Das gleiche Spiel wie neulich – nur dieses Mal mit Niederlage

Zwei Tage nach der 2:0-Niederlage des MSV Duisburg gegen die Stuttgarter Kickers mache ich es kurz. Dieses Spiel war nicht schlechter als die letzten Spiele, und wir sehen, solche Spiele kann die Mannschaft auch verlieren. Letzte Woche etwa hatte eine Chance zum Führungstor selbst VfB Stuttgart II, und wenn der MSV Duisburg in der 3. Liga in Rückstand gerät, wird es schwer für die Zebras gegen einen sich noch weiter zurückziehenden Gegner.

Bis zum Führungstor der Stuttgarter Kickers war nicht absehbar, wie das Spiel enden könnte. Auch dieses Spiel hätte der MSV Duisburg vielleicht gewinnen können. Alles ist immer möglich in dieser 3. Liga mit ihrem breiten Mittelfeld von 5. bis 14. Tabellenplatz. Das hängt von Glück und Fehlern ab, die nur manchmal genutzt werden. Deshalb lässt in dieser Liga ein Verteidiger, der im Strafraum überspielt wurde, den Stürmer besser laufen und zupft ihm nicht am Trikot. Die Wahrscheinlichkeit des Elfmeterpfiffs ist ungleich größer als die des erzielten Tores durch die Spielaktion. Markus Bollmann hat einmal gehalten und anschließend noch gezupft. Der Elfmeterpfiff kam und der ruhende Ball war einfacher zu verwandeln als jeder Pass in die Mitte.

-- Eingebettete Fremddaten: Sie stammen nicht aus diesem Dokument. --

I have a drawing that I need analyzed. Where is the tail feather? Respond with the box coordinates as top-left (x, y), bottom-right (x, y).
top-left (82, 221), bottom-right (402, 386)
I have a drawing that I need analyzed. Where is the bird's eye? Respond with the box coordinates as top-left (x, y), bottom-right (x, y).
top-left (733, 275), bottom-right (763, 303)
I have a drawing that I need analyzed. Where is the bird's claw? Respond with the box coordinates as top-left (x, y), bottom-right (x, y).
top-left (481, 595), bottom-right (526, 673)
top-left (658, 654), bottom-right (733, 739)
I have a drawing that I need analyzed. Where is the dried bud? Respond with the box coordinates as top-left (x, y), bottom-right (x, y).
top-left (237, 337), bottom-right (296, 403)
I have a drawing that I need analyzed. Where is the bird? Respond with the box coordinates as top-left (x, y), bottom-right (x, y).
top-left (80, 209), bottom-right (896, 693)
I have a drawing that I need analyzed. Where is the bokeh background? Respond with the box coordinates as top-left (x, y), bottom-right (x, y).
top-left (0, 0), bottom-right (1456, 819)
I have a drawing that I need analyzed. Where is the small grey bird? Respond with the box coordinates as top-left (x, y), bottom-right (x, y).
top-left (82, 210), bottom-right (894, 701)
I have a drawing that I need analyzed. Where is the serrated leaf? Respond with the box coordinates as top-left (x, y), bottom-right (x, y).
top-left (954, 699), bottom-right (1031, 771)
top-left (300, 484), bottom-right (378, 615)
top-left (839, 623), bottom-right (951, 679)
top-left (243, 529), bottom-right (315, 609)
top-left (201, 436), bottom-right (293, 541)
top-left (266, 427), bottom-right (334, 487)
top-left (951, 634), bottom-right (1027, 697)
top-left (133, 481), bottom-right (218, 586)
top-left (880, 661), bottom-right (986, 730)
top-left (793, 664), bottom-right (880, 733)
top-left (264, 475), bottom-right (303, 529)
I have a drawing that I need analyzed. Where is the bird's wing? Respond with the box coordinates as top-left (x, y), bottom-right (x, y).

Die Mannschaft brachte den Rückstand von einem Tor in die Pause. Die große Chance zum Ausgleich hatte in der 44. Minute Patrick Zoundi vergeben, der mit einem steilen Pass in die Schnittstelle der Verteidigung schön frei gespielt worden war. Die Bemühungen um den Ausgleich setzte die Mannschaft in der zweiten Halbzeit fort. Man kann den Spielern den Willen nicht absprechen. Ab durch die Mitte hieß aber meist die Devise. Dort standen die Verteidiger eng und ließen weder Torgefahr durch Schüsse zu noch durch das versuchte Kurzpassspiel. Die frei stehenden Flügelspieler des MSV wurden meist nicht ins Spiel eingebunden.

Zur Halbzeitpause erst waren Kingsley Onuegbu und Pierre De Wit eingewechselt worden. Beide hatten Pausen gebraucht aus unterschiedlichen Gründen. Für Pierre De Wit waren die anstrengenden Spiele der letzten Woche wegen seiner langen Verletzungskarriere eine besondere Belastung, und der King wirkt schon etwas länger so, als befände er sich im Formtief. Andererseits war zu sehen, selbst ein Kingsley Onuegbu im Formtief ist in diesem Offensivspiel der Zebras als Anspielstation nötig.

Trotz der Versuche des MSV nach vorne zu spielen konnten sich die Stuttgarter keine wirklichen Konterchancen erspielen. So brachte ein Weitschuss ein etwas glückliches zweites Tor und entschied das Spiel. Diese 2:0-Niederlage verhilft in der Diskussion um Karsten Baumann zu keinen weiteren Argumenten. Was in Stuttgart zu sehen war, war auch bei den Siegen und Unentschieden der letzten Wochen zu sehen. Mit solchen Spielen wird die Saison zu Ende gehen.